A Verbal Picture of Nepal
Nepal’s population is approximately 28 million people. But consider the state of these people. Agriculture provides a livelihood for three-quarters of the population and accounts for one-third of GDP. Nepal is among the poorest and least developed countries in the world . 65% of people do not have their basic needs fulfilled, 44% are living in multidimensional poverty and 25-40% are living in extreme poverty. The unemployment rate is 46% and inflation was 10.4 % in 2010. Only 52% of the population is literate with female illiteracy very high, especially in rural areas.

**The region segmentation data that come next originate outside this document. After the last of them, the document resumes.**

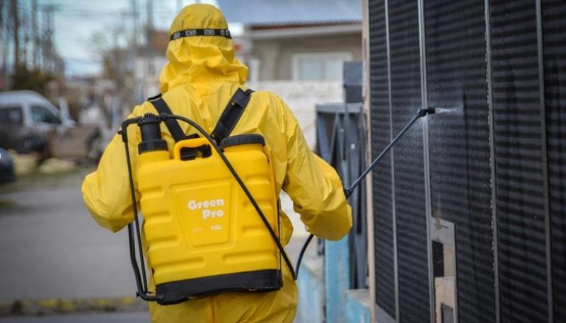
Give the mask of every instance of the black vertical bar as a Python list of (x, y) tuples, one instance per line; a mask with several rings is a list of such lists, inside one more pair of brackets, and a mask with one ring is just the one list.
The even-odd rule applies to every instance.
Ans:
[(543, 194), (544, 198), (544, 227), (546, 233), (546, 281), (547, 303), (548, 304), (548, 323), (554, 322), (553, 304), (553, 257), (552, 257), (552, 233), (550, 230), (550, 200), (548, 198), (548, 154), (547, 153), (548, 141), (546, 140), (546, 105), (545, 102), (544, 84), (544, 49), (543, 47), (543, 9), (541, 0), (536, 0), (536, 39), (538, 51), (538, 86), (541, 102), (541, 136), (542, 141), (543, 158)]

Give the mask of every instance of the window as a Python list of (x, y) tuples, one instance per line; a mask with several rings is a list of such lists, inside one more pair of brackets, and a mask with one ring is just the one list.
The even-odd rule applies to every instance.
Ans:
[(0, 108), (0, 122), (21, 124), (23, 122), (22, 107), (8, 107)]
[(350, 53), (296, 54), (293, 57), (293, 79), (342, 81), (345, 61)]
[(61, 119), (53, 112), (41, 105), (32, 105), (31, 118), (34, 122), (61, 124)]

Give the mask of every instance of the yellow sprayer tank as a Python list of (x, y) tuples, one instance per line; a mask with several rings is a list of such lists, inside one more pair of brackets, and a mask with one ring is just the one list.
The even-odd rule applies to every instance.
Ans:
[[(273, 230), (277, 197), (260, 135), (221, 146)], [(137, 170), (147, 259), (160, 303), (232, 290), (281, 288), (279, 252), (257, 211), (205, 139), (140, 153)]]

While schooling is available many parents keep their children home as they don’t see the value of education and are so poor they need more hands to work and bring in extra income. Hygiene and sanitation are poor and many people, especially children die of preventable diseases. Infant, child and maternal mortality rates are improving, but remain high. Access to safe drinking water and toilets is a big issue.
Eating meals off clean dishes is something many people take for granted. But it is a luxury many people in Nepal don’t have. In the village areas in south Nepal where we work, many people wash dishes with dirty water or leave them on the ground where animals can come and lick them clean or walk over them. Our health awareness team has been raising awareness of hygiene with some of the community groups we work with.
A Good Result
One outcome of this is that several groups have decided to make dish drying racks from local materials. Once dishes
are washed with clean water, they are then placed on the racks above the ground to dry in the sun. Now the drying dishes are out of the reach of cows/goats/dogs and not walked over by chickens/rats. We will be visiting the communities again to see if the racks are still being used appropriately and if there has any been any reduction in diarrhea (a big problem in the villages) since hygiene has improved.

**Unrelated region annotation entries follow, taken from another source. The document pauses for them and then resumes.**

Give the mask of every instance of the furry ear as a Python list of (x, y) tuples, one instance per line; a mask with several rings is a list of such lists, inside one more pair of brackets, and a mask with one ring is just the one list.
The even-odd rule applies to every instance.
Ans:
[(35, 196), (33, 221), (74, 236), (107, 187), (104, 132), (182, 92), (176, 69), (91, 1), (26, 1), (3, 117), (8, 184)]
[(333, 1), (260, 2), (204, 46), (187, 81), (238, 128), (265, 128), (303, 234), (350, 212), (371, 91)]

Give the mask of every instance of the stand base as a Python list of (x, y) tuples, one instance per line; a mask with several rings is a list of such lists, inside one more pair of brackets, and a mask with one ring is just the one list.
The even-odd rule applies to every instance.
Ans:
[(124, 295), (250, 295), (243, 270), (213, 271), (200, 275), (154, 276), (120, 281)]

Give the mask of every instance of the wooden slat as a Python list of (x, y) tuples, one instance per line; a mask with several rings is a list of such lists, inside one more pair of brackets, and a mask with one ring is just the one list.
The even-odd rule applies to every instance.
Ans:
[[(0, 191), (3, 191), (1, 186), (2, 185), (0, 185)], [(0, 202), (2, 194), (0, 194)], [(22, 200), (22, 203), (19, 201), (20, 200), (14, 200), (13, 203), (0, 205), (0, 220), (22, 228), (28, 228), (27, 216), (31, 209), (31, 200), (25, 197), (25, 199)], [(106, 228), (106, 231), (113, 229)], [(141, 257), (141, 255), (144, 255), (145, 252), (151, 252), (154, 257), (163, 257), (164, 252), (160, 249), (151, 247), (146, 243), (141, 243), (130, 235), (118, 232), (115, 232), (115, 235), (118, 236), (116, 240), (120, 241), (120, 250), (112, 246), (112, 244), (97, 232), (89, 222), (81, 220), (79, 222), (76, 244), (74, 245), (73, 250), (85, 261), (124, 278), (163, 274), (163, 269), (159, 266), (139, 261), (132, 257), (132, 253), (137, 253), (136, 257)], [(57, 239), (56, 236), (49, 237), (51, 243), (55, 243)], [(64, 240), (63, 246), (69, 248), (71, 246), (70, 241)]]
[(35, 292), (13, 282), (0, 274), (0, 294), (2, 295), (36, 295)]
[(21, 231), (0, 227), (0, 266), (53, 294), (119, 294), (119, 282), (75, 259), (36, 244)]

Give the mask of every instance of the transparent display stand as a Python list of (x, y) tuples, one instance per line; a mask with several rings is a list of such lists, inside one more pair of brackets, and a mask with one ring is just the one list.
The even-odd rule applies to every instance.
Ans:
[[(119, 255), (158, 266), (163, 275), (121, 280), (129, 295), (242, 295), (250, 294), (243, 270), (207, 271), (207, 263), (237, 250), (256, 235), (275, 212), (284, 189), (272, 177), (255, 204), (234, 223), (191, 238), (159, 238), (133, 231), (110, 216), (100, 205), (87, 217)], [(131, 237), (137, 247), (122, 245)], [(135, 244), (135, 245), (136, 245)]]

Health facilities in rural areas are generally understaffed, under-resourced and underutilized. These dire circumstances are exacerbated by many of the social problems that generally accompany poverty: alcohol abuse, gambling, domestic violence, sexual abuse and interpersonal conflict which in general is very high.
Attack the issues of lack of safe drinking water, lack of toilets, lack of hygiene and sanitation knowledge and behaviour, lack of disease prevention knowledge, child and maternal morbidity and mortality from preventable causes, minimal care and support for people affected by HIV/AIDS. In summary, attack the lack!

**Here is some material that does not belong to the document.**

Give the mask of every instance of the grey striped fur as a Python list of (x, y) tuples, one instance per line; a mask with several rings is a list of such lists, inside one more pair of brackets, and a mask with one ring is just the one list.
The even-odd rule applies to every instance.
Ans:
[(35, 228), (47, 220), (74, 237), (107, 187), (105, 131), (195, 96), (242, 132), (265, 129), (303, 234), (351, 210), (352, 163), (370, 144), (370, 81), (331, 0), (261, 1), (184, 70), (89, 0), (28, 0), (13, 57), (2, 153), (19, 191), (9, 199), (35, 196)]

- to improve access and usage of safe drinking water and toilets
- to improve knowledge of hygiene/sanitation, nutrition and preventable diseases
- to reduce stigma and enable others to provide some care and support to HIV affected people
- to encourage women and children to take positive action to improving their own, family and community health
We want to assist people living in slum areas or poor rural communities without current access to safe drinking water or sanitation. Many of these are of low caste or poorer, marginalized ethnic groups, 65% of whom are women.
Children and youth hold the future in their hands so we need to reach them, and also people living with HIV and AIDS and their families.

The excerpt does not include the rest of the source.